Stock and Yogo's approach is to recommend a sufficiently high sample F to avoid empirical size problems under the worst case scenario when $\rho=1$.
This is quite an unlikely case in practice. Here'a a back of the envelope calculation for a typical returns to schooling problem (taken from Keane & Neal):
sample correlation between earnings and schooling is 0.45 (using data from the US Panel Study of Income Dynamics 2025)
two effects can explain this correlation:
direct causal effect of education on earnings
indirect effect of ability on earnings (via ability's correlation with education)
that indirect effect is the source of endogeneity
the largest magnitude the $\rho$ can be is 0.45, which would occur if the causal effect was zero
we conclude that $\rho$ must be somewhere between 0 and 0.45
This suggests that the worst case scenario of $\rho=1$ might both be unrealistic and unnecessarily conservative!
Are we over-insuring ourselves by considering such an extreme scenario?
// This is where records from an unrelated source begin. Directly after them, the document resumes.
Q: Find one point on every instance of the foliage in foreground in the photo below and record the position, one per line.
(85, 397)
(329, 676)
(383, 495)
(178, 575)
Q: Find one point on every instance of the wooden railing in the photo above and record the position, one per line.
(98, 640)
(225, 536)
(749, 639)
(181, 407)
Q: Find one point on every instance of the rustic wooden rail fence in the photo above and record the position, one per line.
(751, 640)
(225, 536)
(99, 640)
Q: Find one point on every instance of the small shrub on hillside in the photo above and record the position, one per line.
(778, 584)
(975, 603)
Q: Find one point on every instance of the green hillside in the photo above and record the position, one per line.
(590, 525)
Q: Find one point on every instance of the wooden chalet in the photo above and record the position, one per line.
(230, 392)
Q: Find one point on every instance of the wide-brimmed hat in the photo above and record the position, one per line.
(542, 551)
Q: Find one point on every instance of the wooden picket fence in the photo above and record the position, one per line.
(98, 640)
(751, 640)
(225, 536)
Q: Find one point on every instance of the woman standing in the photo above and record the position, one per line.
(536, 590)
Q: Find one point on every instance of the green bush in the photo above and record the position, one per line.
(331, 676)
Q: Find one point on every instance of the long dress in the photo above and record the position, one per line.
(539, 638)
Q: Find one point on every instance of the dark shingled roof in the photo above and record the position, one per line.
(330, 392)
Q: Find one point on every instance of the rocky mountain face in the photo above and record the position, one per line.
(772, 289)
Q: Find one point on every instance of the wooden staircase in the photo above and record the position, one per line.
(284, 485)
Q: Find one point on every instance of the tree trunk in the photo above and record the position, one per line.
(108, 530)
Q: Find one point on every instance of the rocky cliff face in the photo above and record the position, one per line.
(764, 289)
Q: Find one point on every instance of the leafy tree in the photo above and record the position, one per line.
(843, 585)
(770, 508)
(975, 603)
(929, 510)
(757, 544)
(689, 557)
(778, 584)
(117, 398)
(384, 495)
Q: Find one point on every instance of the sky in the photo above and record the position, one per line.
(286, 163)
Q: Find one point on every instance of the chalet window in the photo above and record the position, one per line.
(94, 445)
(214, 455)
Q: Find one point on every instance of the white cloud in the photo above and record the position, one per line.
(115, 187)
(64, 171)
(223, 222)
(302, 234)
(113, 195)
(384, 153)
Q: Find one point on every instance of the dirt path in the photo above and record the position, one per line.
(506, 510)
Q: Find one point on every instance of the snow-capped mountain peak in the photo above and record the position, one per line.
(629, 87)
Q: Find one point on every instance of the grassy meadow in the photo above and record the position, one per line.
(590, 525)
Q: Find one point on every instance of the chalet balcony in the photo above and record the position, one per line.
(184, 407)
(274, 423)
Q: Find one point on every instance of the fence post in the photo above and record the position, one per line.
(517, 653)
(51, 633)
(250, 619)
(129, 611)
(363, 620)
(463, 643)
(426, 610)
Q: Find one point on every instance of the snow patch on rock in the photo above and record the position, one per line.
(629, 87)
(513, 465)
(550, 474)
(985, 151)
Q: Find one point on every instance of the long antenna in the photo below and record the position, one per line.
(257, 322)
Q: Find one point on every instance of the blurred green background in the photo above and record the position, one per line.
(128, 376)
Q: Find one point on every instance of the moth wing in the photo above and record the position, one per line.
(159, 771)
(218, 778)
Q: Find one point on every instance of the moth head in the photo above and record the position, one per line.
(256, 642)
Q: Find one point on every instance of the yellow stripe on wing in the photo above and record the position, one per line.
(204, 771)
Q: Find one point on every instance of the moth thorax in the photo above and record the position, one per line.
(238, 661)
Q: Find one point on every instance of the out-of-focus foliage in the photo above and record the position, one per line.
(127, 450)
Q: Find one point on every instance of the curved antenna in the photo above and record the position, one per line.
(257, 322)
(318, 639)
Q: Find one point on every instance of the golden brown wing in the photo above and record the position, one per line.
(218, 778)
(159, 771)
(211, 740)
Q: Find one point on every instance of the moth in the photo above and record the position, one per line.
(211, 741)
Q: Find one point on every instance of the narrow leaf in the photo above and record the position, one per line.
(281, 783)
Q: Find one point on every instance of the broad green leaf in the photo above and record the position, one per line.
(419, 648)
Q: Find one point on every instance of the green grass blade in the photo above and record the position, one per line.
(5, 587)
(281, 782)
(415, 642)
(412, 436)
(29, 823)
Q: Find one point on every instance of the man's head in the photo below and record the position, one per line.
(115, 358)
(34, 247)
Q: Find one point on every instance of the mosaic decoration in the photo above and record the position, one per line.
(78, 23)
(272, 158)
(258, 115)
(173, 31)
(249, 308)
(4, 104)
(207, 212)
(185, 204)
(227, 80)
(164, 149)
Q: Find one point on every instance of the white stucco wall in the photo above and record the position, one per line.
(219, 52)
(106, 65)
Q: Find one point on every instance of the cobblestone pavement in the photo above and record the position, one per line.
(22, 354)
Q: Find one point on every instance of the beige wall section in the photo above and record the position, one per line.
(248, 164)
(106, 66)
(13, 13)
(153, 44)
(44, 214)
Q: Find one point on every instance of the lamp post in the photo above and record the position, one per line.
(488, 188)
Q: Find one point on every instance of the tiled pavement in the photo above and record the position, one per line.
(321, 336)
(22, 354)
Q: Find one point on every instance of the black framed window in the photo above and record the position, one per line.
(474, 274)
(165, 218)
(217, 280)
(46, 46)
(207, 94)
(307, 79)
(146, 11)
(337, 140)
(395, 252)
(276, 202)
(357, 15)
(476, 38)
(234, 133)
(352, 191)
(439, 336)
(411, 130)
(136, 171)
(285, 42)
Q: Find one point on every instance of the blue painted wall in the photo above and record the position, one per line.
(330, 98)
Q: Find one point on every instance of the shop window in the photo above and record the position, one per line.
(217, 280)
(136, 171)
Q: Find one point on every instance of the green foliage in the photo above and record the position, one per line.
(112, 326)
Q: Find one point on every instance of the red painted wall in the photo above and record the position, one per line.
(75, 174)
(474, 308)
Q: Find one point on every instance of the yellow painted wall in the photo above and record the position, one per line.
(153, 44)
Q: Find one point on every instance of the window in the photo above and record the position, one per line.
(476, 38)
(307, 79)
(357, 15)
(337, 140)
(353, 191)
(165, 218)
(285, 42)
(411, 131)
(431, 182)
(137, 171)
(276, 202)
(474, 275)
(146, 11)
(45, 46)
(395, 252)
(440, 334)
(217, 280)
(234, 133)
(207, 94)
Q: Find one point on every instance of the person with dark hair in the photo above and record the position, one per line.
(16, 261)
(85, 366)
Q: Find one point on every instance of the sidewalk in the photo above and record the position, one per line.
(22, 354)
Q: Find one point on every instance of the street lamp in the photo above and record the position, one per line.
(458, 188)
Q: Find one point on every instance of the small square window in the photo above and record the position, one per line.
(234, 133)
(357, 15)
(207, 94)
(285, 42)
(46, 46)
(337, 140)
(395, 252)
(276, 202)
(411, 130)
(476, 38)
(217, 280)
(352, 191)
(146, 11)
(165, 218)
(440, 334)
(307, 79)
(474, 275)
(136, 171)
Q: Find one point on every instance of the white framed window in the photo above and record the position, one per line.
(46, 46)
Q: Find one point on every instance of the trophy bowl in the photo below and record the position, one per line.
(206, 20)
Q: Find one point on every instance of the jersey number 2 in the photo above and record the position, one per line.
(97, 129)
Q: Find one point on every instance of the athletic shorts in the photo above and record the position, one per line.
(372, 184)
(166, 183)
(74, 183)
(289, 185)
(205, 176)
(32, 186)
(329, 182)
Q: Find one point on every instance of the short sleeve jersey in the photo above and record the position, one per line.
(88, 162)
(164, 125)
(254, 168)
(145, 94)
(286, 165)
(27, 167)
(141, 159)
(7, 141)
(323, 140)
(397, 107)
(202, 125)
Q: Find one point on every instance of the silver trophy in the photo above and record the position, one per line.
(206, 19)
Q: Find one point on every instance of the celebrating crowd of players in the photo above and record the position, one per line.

Quick check: Consider case 1, and plot empirical size against changing degree of endogeneity!
# replicating parts of Figure 1 of K&N
using Plots
using Plots.PlotMeasures: mm
rho_range = 0:.1:1
emp_size = Array{Float64}(undef, length(rho_range))
for i in eachindex(rho_range)
b_dst, se_dst, tiv_dst = finite_sample_distribution(F=1.82, rho=rho_range[i])
bnull = 0
tstat = abs.((b_dst .- bnull) ./ se_dst)
emp_size[i] = mean(tstat .> 1.96)
end
plot(rho_range, emp_size,
legend=false,
xlab="Degree of Endogeneity \\rho",
left_margin=20mm,
size=(800,600))
hline!([0.05, 0.05])
annotate!(.10, 0.06, text("5% line", 10))
ylims!(0,.20)
title!("Empirical Size at Varying Degrees of \\rho \\n (True F = 1.82)")
What do we learn here?
It looks like the worst case scenario of $\rho=1$ leads to a selectively bad result.
More moderate degrees of endogeneity, say around $\rho=0.45$ (which might be more realistic in practice), are associated with good size properties!
On the other hand, very low degrees of endogeneity result in very low empirical size.
(This may seem desirable, but in a way it shows us that we don't really know what's going on with our test.)